経営者たちの「ブラック企業認定恐怖症」

『ホワイト企業(仮)』(生産性出版)の取材で、CS(顧客満足)が高くて業績が良い企業の経営者をインタビューしている。「ホワイト企業」はわたしの造語である。従業員が気持ちよく働ける職場環境の企業を指している。用語的には「ブラック企業」(過酷な労働を強制する企業)の対語として用いている。



 8社の事例研究なのだが、5社目まで行ったところで、「ホワイト」という言葉のニュアンスに”引いてしまう経営者(担当者)が多いことに、著者として困惑している。「先生、タイトルが”ホワイト”企業だと、わが社を収録対象にできませんよ。社長や会長の意向なんです」(ある食品スーパー幹部)。
 担当者レベルではあまり問題はないのだが、書籍などで堂々と「ホワイト企業」と紹介してしまえば、「(どこかから、)ブラック企業のくせに、いい加減なことを言うな!」(ある経営者の懸念)と言われそうである。経営者たちは、その点を警戒しているのだという。
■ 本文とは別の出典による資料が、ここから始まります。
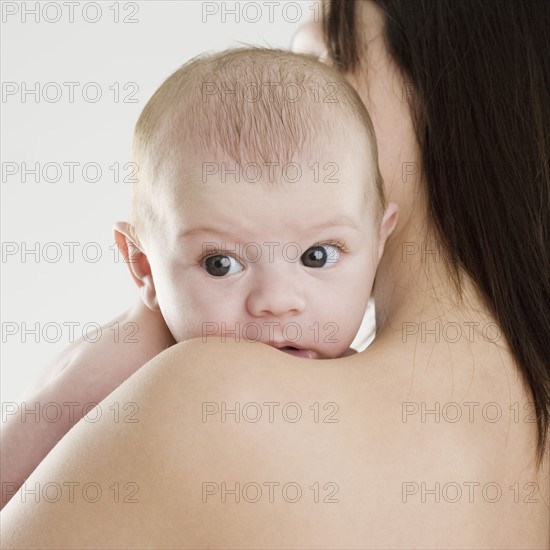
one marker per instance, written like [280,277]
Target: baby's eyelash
[341,245]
わからないでもないが、ブラック企業が叩かれている今だからこそ、そうした良い企業の実践を紹介したいと考えてのことなのだが。
 企業の反応がそこまで敏感だとすると、タイトルの「ホワイト」での出版は、あきらめなけばならないかもしれない。ホワイトな経営者たちが、「ブラック(企業)」という世間の視線(メディアのレッテル)に恐怖を感じている。「ブラック企業認定恐怖症(シンドローム)」である。なんともやっかいな問題だ。

 今月末まで、あと3社の取材を残している。『日本で一番喜ばれているサービス』の提供企業群である。各業界のJCSI(顧客満足度)ナンバーワン企業のグループを取材した記録である。制度的にも実際的にも、そうした企業は従業員にもやさしい。
 ただし、わたしなどが事例としてとりあげて、会社の名前を有名にしてしまえば、”寝た子を起こしてしまう”リスクを冒してしまう。結果として、ホワイトな会社(経営者)に迷惑をかけてしまう。大いなるジレンマである。
 取材で残っている3社とは、クロスカンパニー、劇団四季、シンガポール航空の3つである。